Developmental Timeline and Progress
- First Reports: The tracer was initially described in academic literature in 2010 and 2012.
- Phase 0 Study: Conducted in China at Xiangya Hospital, Central South University, Changsha.
- Phase I Trial: Initiated in Belgium in 2019, with results published in December 2020.
- Phase II/III Trial: A larger-scale study involving 95 patients began in October 2020.
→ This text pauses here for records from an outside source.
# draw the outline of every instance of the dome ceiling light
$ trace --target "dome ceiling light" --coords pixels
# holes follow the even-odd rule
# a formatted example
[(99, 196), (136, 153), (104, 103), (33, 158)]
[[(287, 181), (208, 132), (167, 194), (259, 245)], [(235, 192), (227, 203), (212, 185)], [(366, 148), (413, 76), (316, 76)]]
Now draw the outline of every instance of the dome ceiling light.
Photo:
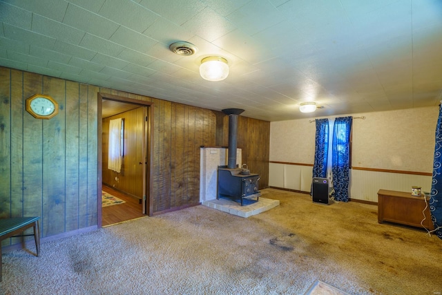
[(229, 75), (227, 60), (221, 57), (209, 57), (201, 60), (200, 75), (208, 81), (222, 81)]
[(316, 111), (316, 103), (314, 102), (302, 102), (299, 105), (301, 113), (313, 113)]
Challenges and Market Potential
Despite its potential, 18F-AlF-NOTA-octreotide faces significant challenges in reaching widespread clinical use. It is considered a “me-too” tracer, similar to the already established 68Ga-labeled analogs, such as 68Ga-DOTATOC and 68Ga-DOTATATE. Developed by academic institutions with governmental funding, it lacks the robust commercial backing often needed for broad market penetration. Consequently, its availability may be limited to specific localities, contingent on the completion of Phase III trials and regulatory approvals.
Conclusion
18F-AlF-NOTA-octreotide represents an innovative alternative to gallium-68-based imaging agents, offering potential benefits in the imaging of NETs. However, its path to widespread adoption is uncertain, with its future largely dependent on successful trial outcomes and strategies to overcome its current classification as a generic tracer. If it succeeds, it could offer clinicians and patients a valuable tool for NET management.